Friday, December 21, 2012

Are They Really Brilliant? What Then Is Brilliance?

Ludwig Wittgenstein
Ludwig Wittgenstein (Photo credit: Wikipedia)
                                                                  

That question reverberates as I read the delightful book called Wittgenstein's Poker which recounts a famous but murky confrontation between philosophers Ludwig Wittgenstein and Karl Popper in 1946 in a Cambridge academic gathering. The author takes this incident and regales us with the personalities and issues that shaped a certain portion of the philosophical world in the 20th century, the world of analytic or linguistic philosophy.

Yet, I keep asking myself: these are supposed to be brilliant men--the likes of Bertrand Russell and Ludwig Wittgenstein, yet I get the creeping sense that they were in some fundamental sense blind: they poured their lives into questions that just seem too simplistic to anyone with well-developed intellectual intuition and sensitivity. Russell began the century by trying to prove formalistically that mathematics was a self-contained system of logical axioms with no need to refer to other sorts of assumptions, such as empirical assumptions. Well, even Russell admitted the failure of that project. But Euclid could have told him the project was a waste of time: mathematics must begin with intuitive, non-logically dictated assumptions in order to go anywhere. All high school geometry students do (or did) know that. (For details, see this article.) To be fair, we can at least term Russell's failure a glorious failure because of its pioneering work in symbolic logic.

Wittgenstein (at least in his first phase) set out to map out language with an aesthetically pleasing mathematical precision to clear up the confusions of his intellectual inferiors. Well, he gave up that project as a failure and moved on to the supposedly novel insight that you determine the meaning of words by their context ("family resemblances" in the lingo of Wittgenstein). Any half-conscious student or teacher of Latin (or any other foreign language) could have told you that.
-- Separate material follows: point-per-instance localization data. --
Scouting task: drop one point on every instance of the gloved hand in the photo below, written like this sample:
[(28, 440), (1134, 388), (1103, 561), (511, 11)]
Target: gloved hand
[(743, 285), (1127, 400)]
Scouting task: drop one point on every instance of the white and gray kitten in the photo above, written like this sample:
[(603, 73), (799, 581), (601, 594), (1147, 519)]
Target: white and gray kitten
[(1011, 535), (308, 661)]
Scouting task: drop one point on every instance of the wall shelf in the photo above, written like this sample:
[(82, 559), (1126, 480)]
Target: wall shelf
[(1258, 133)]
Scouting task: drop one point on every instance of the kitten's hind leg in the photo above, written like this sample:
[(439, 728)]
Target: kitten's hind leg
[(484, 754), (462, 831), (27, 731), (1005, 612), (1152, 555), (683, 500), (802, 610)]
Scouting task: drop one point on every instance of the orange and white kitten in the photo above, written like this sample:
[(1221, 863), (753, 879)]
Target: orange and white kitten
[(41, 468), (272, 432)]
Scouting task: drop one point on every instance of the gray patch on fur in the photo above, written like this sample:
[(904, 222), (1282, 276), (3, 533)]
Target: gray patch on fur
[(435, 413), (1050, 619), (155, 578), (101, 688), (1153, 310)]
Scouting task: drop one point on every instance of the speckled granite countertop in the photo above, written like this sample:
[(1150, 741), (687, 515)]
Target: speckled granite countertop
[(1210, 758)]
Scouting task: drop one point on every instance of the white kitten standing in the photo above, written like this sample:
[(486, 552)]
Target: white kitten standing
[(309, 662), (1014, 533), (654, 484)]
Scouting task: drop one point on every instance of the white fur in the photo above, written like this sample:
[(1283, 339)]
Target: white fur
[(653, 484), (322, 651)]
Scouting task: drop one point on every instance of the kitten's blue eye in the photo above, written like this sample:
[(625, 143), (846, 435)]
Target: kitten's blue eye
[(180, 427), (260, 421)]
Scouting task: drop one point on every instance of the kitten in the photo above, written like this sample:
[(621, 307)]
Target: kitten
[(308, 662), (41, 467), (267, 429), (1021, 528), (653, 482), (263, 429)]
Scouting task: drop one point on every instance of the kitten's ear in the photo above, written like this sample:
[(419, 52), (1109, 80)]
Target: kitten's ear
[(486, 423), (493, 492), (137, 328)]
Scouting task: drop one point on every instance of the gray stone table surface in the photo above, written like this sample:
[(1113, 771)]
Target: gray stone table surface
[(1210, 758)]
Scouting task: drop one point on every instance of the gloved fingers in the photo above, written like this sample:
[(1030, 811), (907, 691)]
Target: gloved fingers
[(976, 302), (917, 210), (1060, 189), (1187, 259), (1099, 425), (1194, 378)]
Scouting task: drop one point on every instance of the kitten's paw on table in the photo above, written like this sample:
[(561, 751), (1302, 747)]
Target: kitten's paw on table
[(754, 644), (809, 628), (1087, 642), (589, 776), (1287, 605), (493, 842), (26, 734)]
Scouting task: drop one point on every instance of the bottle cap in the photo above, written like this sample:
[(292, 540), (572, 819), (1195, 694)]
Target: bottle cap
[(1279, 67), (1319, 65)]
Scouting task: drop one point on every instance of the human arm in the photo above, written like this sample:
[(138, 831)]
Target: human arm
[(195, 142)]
When you open a good Latin dictionary, you get a zillion definitions for one word--definitions varying almost infinitely with the context of a particular use by a particular author. Take a look at one of the many long entries in the famous Lewis & Short Latin Dictionary for proof.

Brilliant men pursuing oddly stupid quests. This picture is something to ponder--and something to make us reevalutate how we define brilliance. It almost seems that personal psychology and its neuroses create certain intellectual projects rather than such projects' being the offspring of some brilliant intuition.